Child care provider Jennifer Parrish was preparing a meal one afternoon eight years ago for the six kids she was minding when a man she didn't know strode through the door.

"He walked into my home without knocking and asked me to sign what he said was a petition asking for the state for health insurance for child care providers like myself," the Minnesota native told a Heritage Foundation audience last week.

She already had health insurance so she wasn't interested. But the man would not leave. "He grew more and more upset with me each time I said no. It was a very intimidating experience."

Parrish convinced him she would sign if he would just leave the petition with her. It was only after she read the fine print that she learned it was in fact a membership sign-up card for the Service Employees International Union. The visitor never mentioned the word "union."

It was her first exposure to the long-running effort by Big Labor and Minnesota Democrats to unionize child care providers. Last year, Gov.
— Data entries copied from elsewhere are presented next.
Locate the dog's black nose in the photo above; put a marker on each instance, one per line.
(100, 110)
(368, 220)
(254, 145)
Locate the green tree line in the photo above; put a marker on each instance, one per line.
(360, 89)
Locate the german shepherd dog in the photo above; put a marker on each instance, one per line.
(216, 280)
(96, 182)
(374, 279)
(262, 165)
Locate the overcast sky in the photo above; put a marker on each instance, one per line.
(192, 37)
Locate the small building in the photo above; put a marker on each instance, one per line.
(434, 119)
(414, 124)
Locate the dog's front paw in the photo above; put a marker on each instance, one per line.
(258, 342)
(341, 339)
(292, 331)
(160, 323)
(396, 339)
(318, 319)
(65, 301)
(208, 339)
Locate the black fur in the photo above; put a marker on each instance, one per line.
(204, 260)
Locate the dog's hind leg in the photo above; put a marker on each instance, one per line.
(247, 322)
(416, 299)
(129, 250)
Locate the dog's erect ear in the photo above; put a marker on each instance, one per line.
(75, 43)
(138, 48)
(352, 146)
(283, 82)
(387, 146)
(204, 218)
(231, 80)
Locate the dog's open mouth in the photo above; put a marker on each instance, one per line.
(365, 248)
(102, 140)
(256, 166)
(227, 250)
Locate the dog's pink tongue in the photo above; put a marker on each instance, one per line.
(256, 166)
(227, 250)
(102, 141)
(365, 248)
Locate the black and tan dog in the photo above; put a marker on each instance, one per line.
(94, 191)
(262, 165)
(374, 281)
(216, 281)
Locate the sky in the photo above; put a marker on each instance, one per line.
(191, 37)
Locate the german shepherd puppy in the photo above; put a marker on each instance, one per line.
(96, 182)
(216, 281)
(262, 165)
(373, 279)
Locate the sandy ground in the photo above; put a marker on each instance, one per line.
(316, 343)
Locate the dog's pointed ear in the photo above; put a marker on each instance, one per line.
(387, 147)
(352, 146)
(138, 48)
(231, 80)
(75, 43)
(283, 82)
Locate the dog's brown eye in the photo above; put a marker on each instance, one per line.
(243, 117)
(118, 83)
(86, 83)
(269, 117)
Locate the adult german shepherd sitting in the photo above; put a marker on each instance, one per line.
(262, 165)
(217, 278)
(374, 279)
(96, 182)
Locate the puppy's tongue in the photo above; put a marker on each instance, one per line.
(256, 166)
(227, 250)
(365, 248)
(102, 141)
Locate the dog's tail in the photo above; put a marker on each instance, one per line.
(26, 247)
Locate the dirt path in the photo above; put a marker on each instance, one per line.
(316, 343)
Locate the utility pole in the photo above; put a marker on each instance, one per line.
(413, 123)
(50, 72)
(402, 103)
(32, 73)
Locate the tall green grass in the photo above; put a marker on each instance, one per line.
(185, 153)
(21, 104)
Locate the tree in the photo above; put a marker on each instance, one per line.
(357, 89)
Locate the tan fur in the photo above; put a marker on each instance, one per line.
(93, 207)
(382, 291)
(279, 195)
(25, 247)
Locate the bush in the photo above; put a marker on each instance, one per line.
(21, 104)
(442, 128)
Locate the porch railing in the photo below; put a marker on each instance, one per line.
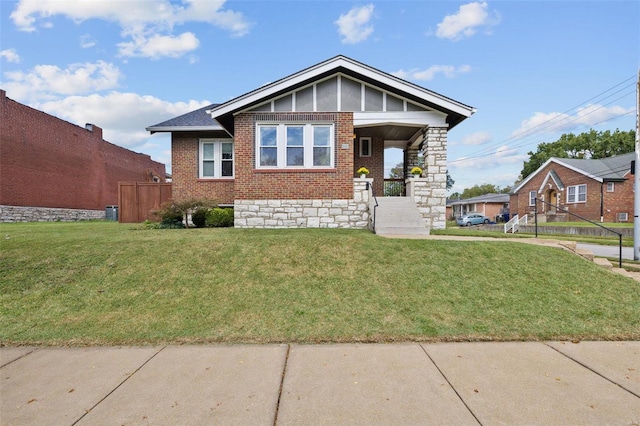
(394, 188)
(514, 224)
(374, 202)
(619, 234)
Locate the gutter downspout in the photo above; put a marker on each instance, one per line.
(602, 201)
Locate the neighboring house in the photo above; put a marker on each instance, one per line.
(51, 169)
(599, 190)
(286, 154)
(494, 206)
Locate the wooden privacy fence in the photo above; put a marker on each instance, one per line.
(137, 200)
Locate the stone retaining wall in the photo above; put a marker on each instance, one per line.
(351, 213)
(46, 214)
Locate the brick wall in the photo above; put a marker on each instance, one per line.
(621, 200)
(374, 163)
(49, 162)
(254, 184)
(184, 158)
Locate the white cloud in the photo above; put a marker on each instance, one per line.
(477, 138)
(552, 122)
(51, 81)
(10, 55)
(449, 71)
(86, 41)
(149, 24)
(157, 46)
(354, 26)
(466, 21)
(122, 116)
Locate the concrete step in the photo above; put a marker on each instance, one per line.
(402, 231)
(587, 254)
(399, 216)
(601, 261)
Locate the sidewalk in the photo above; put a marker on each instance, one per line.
(546, 383)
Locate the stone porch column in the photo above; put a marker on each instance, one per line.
(433, 205)
(410, 160)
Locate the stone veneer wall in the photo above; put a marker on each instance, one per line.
(349, 213)
(430, 192)
(47, 214)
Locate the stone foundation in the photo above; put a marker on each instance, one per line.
(352, 213)
(46, 214)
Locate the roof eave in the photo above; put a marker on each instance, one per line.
(237, 104)
(168, 129)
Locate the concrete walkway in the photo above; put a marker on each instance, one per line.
(530, 383)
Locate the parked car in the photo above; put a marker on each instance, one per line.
(472, 219)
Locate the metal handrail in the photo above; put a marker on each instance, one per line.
(373, 194)
(619, 234)
(512, 224)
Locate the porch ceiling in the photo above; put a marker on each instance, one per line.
(388, 132)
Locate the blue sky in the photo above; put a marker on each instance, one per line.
(533, 69)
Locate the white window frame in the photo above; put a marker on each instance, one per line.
(217, 158)
(365, 142)
(308, 145)
(574, 194)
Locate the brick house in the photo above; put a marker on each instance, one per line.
(51, 169)
(286, 154)
(600, 190)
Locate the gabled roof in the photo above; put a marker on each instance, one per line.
(553, 176)
(456, 111)
(191, 121)
(486, 198)
(602, 169)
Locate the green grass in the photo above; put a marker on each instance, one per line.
(109, 284)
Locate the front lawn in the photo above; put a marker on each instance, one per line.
(110, 284)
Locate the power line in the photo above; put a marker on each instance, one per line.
(564, 115)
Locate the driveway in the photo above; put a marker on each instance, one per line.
(607, 251)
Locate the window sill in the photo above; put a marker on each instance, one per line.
(276, 170)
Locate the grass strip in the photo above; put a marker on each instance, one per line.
(109, 284)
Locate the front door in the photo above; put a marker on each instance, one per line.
(553, 200)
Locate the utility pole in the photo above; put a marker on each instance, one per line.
(636, 180)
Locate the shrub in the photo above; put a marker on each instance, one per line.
(218, 217)
(171, 212)
(199, 217)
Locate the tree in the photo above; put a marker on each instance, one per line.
(477, 190)
(592, 144)
(397, 172)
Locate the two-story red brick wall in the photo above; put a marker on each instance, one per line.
(185, 177)
(283, 184)
(49, 162)
(599, 202)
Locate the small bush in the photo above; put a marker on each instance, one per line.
(172, 214)
(199, 217)
(219, 218)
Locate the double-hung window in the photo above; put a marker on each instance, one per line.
(577, 194)
(216, 159)
(294, 146)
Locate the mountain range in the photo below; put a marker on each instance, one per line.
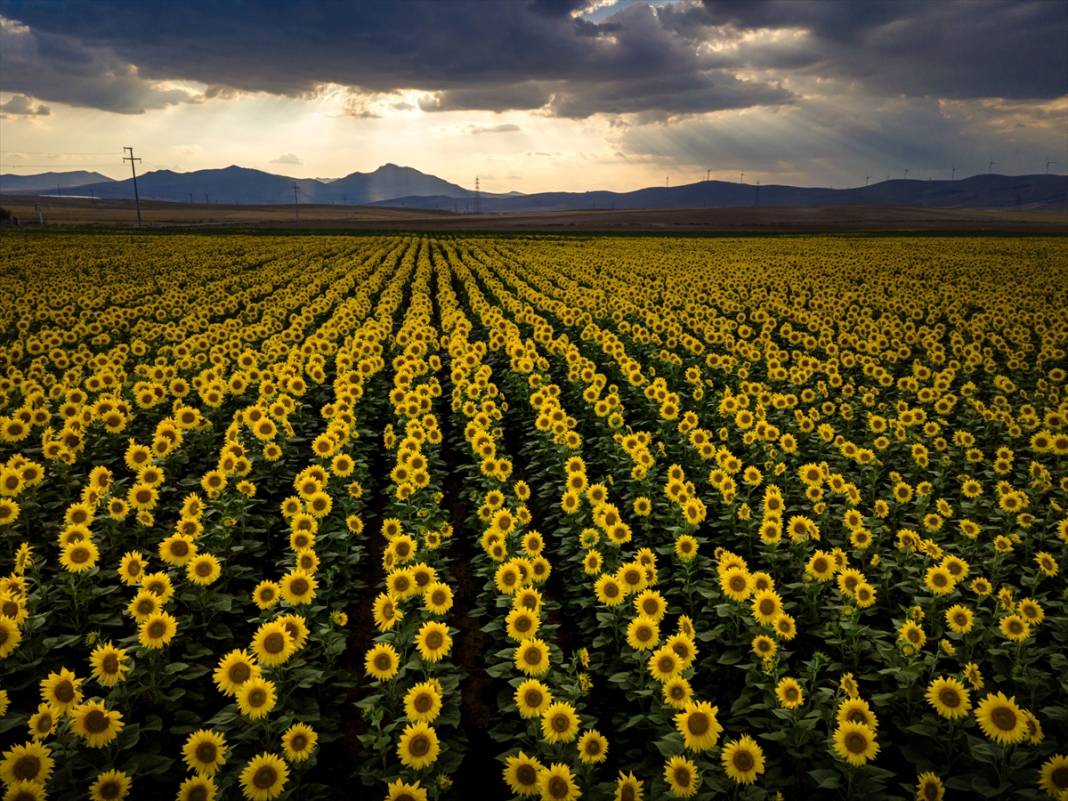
(391, 185)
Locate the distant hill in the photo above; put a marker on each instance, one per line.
(245, 186)
(391, 185)
(978, 191)
(48, 182)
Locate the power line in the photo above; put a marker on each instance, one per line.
(137, 198)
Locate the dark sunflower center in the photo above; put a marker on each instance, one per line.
(856, 742)
(743, 760)
(697, 723)
(1003, 718)
(27, 768)
(558, 787)
(97, 722)
(265, 778)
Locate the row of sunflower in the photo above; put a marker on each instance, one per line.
(845, 482)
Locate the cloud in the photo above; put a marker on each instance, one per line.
(60, 68)
(286, 158)
(20, 105)
(564, 58)
(502, 128)
(465, 55)
(828, 138)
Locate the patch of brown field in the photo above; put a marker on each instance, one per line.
(156, 214)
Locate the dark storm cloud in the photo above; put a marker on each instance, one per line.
(534, 53)
(467, 53)
(945, 48)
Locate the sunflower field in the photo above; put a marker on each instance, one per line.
(414, 517)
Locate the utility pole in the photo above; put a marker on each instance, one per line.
(137, 197)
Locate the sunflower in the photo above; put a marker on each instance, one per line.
(272, 644)
(959, 618)
(157, 630)
(521, 772)
(558, 784)
(298, 587)
(857, 710)
(742, 759)
(111, 785)
(31, 762)
(789, 694)
(418, 745)
(266, 594)
(205, 751)
(423, 702)
(1053, 776)
(948, 697)
(298, 742)
(736, 583)
(79, 555)
(560, 722)
(198, 788)
(382, 661)
(521, 624)
(95, 723)
(532, 697)
(929, 787)
(681, 776)
(42, 723)
(593, 747)
(203, 569)
(109, 663)
(264, 778)
(61, 690)
(177, 550)
(11, 635)
(532, 657)
(434, 641)
(438, 598)
(386, 612)
(234, 670)
(699, 726)
(1015, 628)
(256, 697)
(628, 787)
(1001, 719)
(609, 591)
(664, 663)
(767, 606)
(131, 567)
(854, 742)
(643, 633)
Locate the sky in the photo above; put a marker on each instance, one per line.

Mark Dayton signed a law declaring them public sector employees eligible to join one. Parrish is now lead plaintiff in a case brought by the nonprofit group National Right to Work opposing the law.

What's bizarre about the case is that Parrish, and other child care providers like her, isn't anyone's employee. She's the boss. She runs her service and, while she is licensed by the state, she is paid by her customers. Nevertheless, the state claims that because some of the families who use child care services receive public assistance to do so, those providers are state-subsidized and therefore public employees.

NRTW's legal brief to the 8th U.S. Circuit Court of Appeals notes: "It is akin to the State forcing all food vendors in Minnesota who serve customers enrolled in the State's Supplemental Nutrition Assistance Program ('SNAP') to accept the National Grocers Association as their interest group to lobby for greater SNAP benefits."

The Supreme Court would likely agree. In June, it ruled in Harris v. Quinn that home health care providers in a similar Illinois program were not public employees eligible for unionization.

What’s really going on is money. Minnesota paid out $194 million through its Child Care Assistance Program in 2012. Organizing the child care providers would give Big Labor a cut of that money.

How? As public employees, the state could enter into "exclusive representation" labor contracts on the providers' behalf. The union could then negotiate for "fair share" representation fees — even from providers who refused to become members. The fees would be deducted from the child care assistance that families using day care services received from the state.

Tellingly, the unionization law Dayton signed last year explicitly says the providers are not state employees "for any other purpose." So, no pensions or liability protection. The law even encompasses providers who are not licensed by the state.

That's typical, by the way. In states from Ohio to Oregon, Democratic governors have declared care providers for children, the elderly and the infirm who benefit from subsidies public employees strictly for the purposes of unionization.

The Minnesota law also says the providers have no right to strike, which shows the absurdity of it. For most, going on strike would mean closing their businesses.

The Minnesota child care providers do not currently have a union. Any elections have been put on hold pending the court action.

Parrish's case has Big Labor worried, and not just in Minnesota. NRTW's legal brief directly challenges the ability of states to enter into exclusive bargaining contracts. It argues this violates the First Amendment because it can result in some providers being compelled to support union activity they don't endorse.

That threatens the 1977 Supreme Court precedent in Abood v. Detroit Board of Education. The California Teachers Association highlighted Parrish's case, along with four other cases, in an internal July study, subsequently leaked, which concluded that it was a matter of "not if, but when" Abood is scrapped.

Since half of Big Labor's 14 million members are now in government-sector unions, that could be a severe financial blow. The exodus of members seen in Wisconsin under Gov. Scott Walker's reforms, which ended forced dues, could be replicated nationally.